Danny's tech notebook | 丹尼技術手札: July 2013

Friday, July 19, 2013

[TRILL] The keypoint for Appointed VLAN-x Forwarder

If you study a lot of TRILL related documents and still are not able to figure out what Appointed VLAN-x Forwarder is and what purpose it is for, please refer to the following excerpts about it.

Whether they run STP or not, the RBridges have to ensure there’s a single point of contact between a VLAN in the STP domain and the backbone, otherwise all the flooded packets would enter the backbone through multiple entry points, resulting in duplicate packets received by the remote hosts (which might break some odd fainthearted protocols running directly on top of L2). One of the RBridges therefore becomes an appointed forwarder for an edge VLAN.

The right-hand part of the figure illustrates the appointed forwarder concept: the RBridges don’t participate in the STP, none of their edge ports are blocked, but only one of the RBridges acts as a forwarder between the edge STP domain and the TRILL backbone (marked with A), all other RBridges ignore packets received through that VLAN (marked with B).

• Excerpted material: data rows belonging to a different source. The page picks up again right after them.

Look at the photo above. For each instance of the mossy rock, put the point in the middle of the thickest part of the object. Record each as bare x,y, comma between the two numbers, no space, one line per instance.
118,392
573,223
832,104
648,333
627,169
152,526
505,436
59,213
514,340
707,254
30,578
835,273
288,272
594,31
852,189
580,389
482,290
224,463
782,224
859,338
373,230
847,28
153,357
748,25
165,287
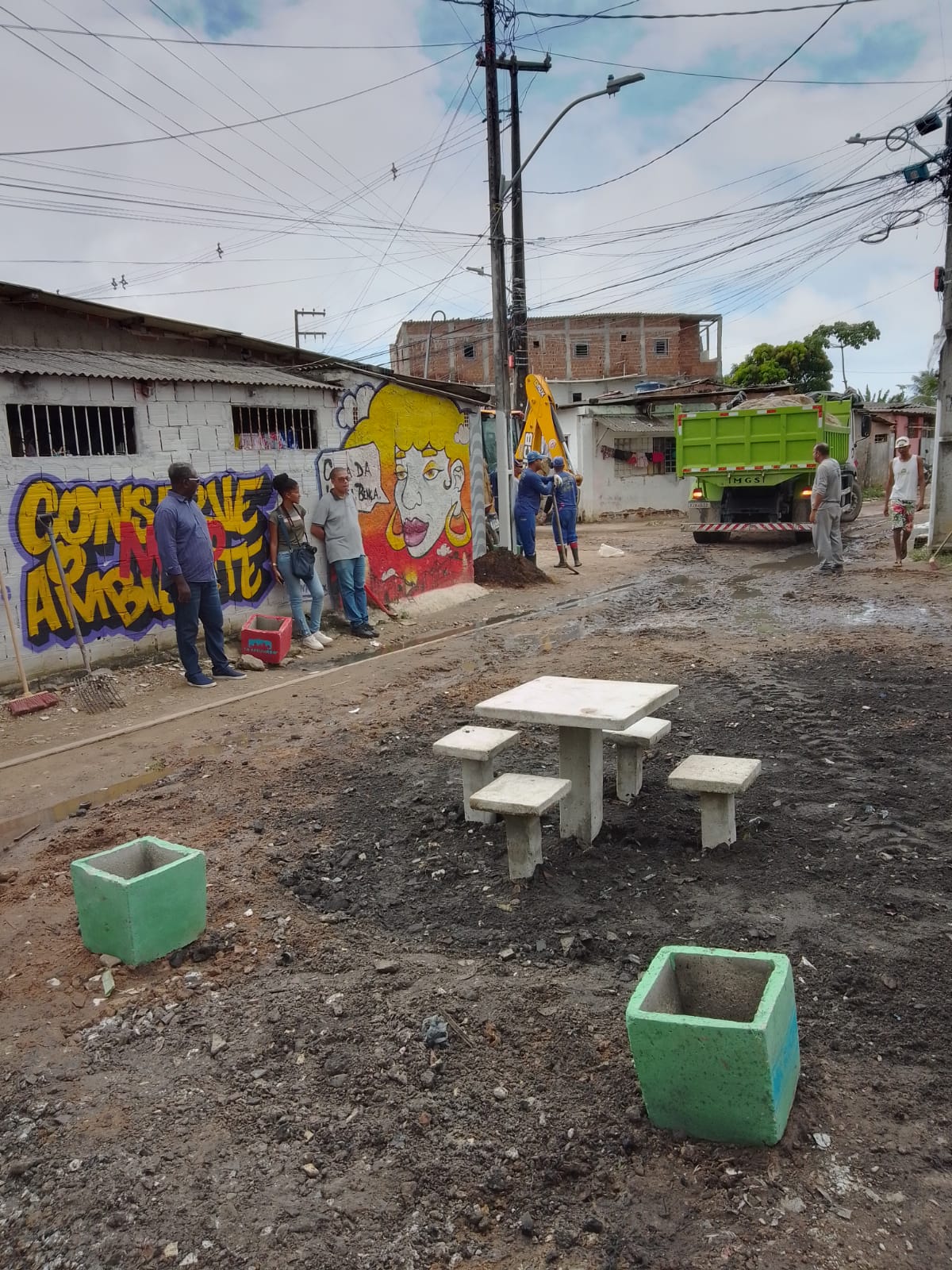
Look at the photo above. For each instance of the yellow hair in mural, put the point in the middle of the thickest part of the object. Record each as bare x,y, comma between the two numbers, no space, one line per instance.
427,469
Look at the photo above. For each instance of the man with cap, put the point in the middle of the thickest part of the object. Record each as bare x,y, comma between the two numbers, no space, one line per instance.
566,506
905,495
528,499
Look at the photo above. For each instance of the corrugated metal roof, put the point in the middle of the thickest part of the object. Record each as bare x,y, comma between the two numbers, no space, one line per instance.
143,366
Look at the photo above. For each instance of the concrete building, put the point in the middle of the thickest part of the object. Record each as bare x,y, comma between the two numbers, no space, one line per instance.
582,347
95,404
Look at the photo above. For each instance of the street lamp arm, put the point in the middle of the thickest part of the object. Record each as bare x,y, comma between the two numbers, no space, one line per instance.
608,90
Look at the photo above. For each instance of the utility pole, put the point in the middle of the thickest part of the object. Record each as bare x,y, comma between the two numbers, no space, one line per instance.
941,518
308,313
520,315
501,324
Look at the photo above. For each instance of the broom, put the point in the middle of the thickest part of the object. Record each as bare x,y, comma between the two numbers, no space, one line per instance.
95,691
936,552
27,704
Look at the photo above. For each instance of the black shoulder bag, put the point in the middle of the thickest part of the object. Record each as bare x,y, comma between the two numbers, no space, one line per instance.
302,556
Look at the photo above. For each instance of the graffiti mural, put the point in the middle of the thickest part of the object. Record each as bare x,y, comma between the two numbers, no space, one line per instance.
107,545
409,461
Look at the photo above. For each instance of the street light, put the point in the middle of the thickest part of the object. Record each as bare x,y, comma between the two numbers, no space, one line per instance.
505,450
611,88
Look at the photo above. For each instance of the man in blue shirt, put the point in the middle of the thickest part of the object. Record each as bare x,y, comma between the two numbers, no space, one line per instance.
528,498
566,506
190,575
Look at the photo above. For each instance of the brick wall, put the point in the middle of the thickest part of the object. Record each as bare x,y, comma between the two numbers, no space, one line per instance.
562,348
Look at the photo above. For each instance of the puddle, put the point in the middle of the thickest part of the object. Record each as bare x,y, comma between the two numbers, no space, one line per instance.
44,818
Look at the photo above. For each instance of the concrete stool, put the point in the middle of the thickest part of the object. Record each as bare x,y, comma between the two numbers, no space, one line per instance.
631,746
520,800
717,781
476,749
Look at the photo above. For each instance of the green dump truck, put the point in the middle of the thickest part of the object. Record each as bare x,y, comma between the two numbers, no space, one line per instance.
752,467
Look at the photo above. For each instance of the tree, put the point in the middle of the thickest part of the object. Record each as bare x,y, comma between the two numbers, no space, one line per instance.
923,391
804,362
847,334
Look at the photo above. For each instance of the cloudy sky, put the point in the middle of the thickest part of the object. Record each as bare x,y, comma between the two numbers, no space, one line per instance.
367,197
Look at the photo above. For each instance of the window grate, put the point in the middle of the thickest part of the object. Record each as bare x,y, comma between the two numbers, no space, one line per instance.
48,431
264,427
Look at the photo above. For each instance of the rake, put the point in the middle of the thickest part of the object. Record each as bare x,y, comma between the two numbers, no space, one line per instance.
97,691
27,704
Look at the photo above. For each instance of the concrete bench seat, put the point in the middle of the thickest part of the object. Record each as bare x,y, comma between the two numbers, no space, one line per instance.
476,749
717,781
520,800
632,745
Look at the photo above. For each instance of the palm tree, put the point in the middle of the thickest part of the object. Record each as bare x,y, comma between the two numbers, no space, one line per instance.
923,391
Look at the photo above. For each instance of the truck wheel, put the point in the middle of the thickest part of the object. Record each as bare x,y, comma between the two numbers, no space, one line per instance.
854,506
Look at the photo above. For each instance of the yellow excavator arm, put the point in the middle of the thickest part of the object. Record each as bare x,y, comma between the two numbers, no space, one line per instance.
541,429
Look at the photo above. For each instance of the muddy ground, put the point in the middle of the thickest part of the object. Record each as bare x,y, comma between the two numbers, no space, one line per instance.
272,1105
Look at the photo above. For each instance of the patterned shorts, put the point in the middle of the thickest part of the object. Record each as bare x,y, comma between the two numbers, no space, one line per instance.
901,516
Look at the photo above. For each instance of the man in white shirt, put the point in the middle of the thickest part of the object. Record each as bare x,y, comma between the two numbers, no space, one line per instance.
905,495
825,511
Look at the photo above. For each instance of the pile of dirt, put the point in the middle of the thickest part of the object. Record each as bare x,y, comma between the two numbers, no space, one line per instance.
501,568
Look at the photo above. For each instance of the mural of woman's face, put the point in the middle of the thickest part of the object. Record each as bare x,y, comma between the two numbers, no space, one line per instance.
428,489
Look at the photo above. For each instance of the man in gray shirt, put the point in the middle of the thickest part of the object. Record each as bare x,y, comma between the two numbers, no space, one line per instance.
336,524
825,511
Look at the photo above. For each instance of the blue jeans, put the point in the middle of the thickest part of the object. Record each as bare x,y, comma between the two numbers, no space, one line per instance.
295,588
205,607
351,579
526,531
566,522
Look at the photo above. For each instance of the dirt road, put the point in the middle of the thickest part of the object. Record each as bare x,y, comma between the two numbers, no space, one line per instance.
349,901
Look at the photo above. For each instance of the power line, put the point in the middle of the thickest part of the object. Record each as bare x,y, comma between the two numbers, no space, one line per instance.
232,127
743,79
668,17
228,44
611,181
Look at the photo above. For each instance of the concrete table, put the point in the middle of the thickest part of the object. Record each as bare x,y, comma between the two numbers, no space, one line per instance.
582,710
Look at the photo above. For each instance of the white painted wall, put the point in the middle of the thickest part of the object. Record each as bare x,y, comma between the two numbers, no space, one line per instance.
181,422
607,493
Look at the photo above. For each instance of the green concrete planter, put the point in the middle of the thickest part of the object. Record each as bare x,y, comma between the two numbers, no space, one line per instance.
714,1037
140,901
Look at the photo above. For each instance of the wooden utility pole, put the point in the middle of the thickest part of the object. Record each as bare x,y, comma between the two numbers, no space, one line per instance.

http://blog.ioshints.info/2011/03/trillfabric-path-stp-integration.html

Having multiple RBridges active on a LAN segment could be an issue if they all start forwarding traffic over the TRILL network, as this would cause both traffic duplication and also confusion in terms of the appropriate return path with which to populate the MAC mapping tables. Consequently, RBridges on a VLAN see each other and elect a Designated RBridge (DRB) for the segment, which in turn normally becomes the Appointed Forwarder that is exclusively responsible for sending/receiving frames on that shared segment while all other RBridges effectively are in a kind of standby mode. Technically (i.e. in the protocol specifications) it is possible for a DRB to make other RBridges Appointed Forwarders, but I am not aware of this being implemented yet, and the likelihood is that the DRB will do the AF job itself.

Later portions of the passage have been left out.